As the Athletic Training profession moves forward we are constantly seeking approval from those we provide service to; coaching staffs, patients/athetes, insurance companies, other medical professionals, and fellow colleagues. Athough we have made strides to be seen as healthcare professionals I submit this query to all Athletic Trainers, are we ready? As a collective group of professionals are we ready to actually take up the full responsibilities of being healthcare professionals? I ask this question because im reminded daily of the many inconsistencies of trying to convince people that Athletic Trainers are qualified by "doing" then fellow Athletic Trainers demonstrate the complete opposite. To me its frustrating because we as a group want all of these advancements in the profession but what happens when we get there and we can't even do the simple things? For example:
-More often than not Athletic Trainers don't keep accurate records whether its evaluation or rehabilitation
-Many of the notes taken by Athletic Trainers are not medical grade quality
-Many Athletic Trainers don't even follow legal documents written by doctors regarding restrictions that athletes have or don't have
-Too many Athletic Trainers do not know or follow HIPAA laws
-Many Athletic Trainers don't comply with OSHA standards
-There is a large quantity of Athletic Trainers who have no manual skills (Graston, gua sha, Astym is not included)

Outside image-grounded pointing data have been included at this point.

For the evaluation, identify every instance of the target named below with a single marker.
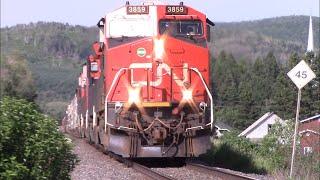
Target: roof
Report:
(308, 130)
(257, 123)
(311, 118)
(222, 126)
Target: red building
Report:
(309, 132)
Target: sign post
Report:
(301, 75)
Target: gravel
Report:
(185, 173)
(96, 165)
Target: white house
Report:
(261, 127)
(221, 128)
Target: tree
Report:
(16, 78)
(30, 145)
(283, 97)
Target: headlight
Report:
(158, 48)
(134, 96)
(187, 95)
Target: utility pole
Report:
(301, 75)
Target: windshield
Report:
(181, 27)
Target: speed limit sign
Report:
(301, 74)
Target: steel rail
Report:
(136, 166)
(222, 173)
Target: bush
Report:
(31, 147)
(235, 153)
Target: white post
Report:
(295, 133)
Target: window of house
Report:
(307, 150)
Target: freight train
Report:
(144, 91)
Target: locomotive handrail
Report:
(115, 79)
(209, 94)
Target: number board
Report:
(301, 74)
(137, 10)
(176, 10)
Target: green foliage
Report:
(253, 39)
(235, 153)
(31, 147)
(16, 78)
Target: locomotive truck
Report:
(144, 91)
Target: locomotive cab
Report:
(151, 67)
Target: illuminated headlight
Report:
(187, 95)
(134, 96)
(158, 48)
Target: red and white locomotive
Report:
(144, 91)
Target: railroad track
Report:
(136, 166)
(153, 174)
(217, 172)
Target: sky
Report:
(88, 12)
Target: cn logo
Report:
(162, 70)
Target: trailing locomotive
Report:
(144, 91)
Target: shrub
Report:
(31, 147)
(233, 152)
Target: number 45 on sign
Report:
(301, 74)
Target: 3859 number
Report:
(176, 10)
(137, 10)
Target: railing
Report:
(117, 77)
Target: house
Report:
(309, 131)
(261, 127)
(221, 128)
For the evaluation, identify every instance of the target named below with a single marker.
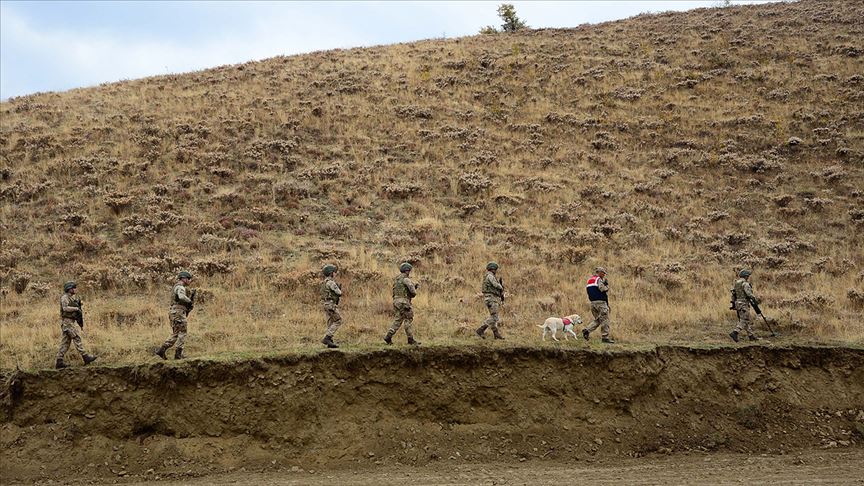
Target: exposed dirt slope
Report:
(671, 148)
(420, 406)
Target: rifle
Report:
(192, 298)
(80, 317)
(759, 313)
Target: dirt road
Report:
(806, 467)
(448, 415)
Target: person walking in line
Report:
(403, 291)
(598, 295)
(743, 296)
(330, 296)
(182, 301)
(71, 319)
(493, 297)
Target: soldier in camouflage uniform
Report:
(70, 318)
(493, 296)
(330, 295)
(182, 301)
(598, 293)
(743, 295)
(403, 291)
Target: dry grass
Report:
(658, 146)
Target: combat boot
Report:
(328, 341)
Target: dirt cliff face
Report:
(673, 149)
(417, 406)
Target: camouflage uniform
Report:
(70, 306)
(330, 295)
(493, 297)
(181, 304)
(403, 291)
(743, 296)
(598, 289)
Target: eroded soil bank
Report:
(425, 406)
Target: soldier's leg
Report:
(64, 345)
(494, 319)
(595, 312)
(76, 340)
(408, 321)
(397, 320)
(179, 329)
(603, 320)
(334, 320)
(743, 311)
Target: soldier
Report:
(743, 294)
(71, 316)
(493, 296)
(182, 302)
(598, 289)
(403, 291)
(330, 295)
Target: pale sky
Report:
(55, 46)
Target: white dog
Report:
(555, 324)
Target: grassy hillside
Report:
(673, 149)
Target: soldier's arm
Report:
(66, 304)
(181, 295)
(411, 286)
(748, 291)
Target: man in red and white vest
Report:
(598, 290)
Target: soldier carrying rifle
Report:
(742, 298)
(71, 315)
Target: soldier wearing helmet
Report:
(70, 320)
(493, 297)
(403, 291)
(742, 294)
(330, 296)
(598, 294)
(182, 301)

-Most Athletic Trainers work for and refer to Physical Therapists
-Many of us don't even have NPI numbers let alone even know our CPT codes
-Many Athletic Trainers live and die by "Ice and Stim"
We get away with so much because we are seen as a member of the coaching staff and not a healthcare professional. Most people don't even know that we need a degree to become an Athletic Trainer. If they knew we werent a "coach" I know at least 15 Athletic Trainers personally who would be without a license, a certification, and would have been sued by now. So are we ready for the legal ramificications if we are held to a higher standard? We are used to a coach, an AD, an athlete, or a parent being mad at us for doing something wrong. What happens when people consider us qualified healthcare professionals and the lawsuits come? That is a completely different ball game. Don't get me wrong I have a great passion for Athletic Training and believe we can bring way more to the table than we are right now as a group. But like many Marvel fans have heard before "With great power comes great responsibility". So when we want so badly to be respected, have greater chances of advancement, and to be paid more what happens when that time finally comes? Are we as a collective group of professionals ready to truly be considered qualified healthcare professionals?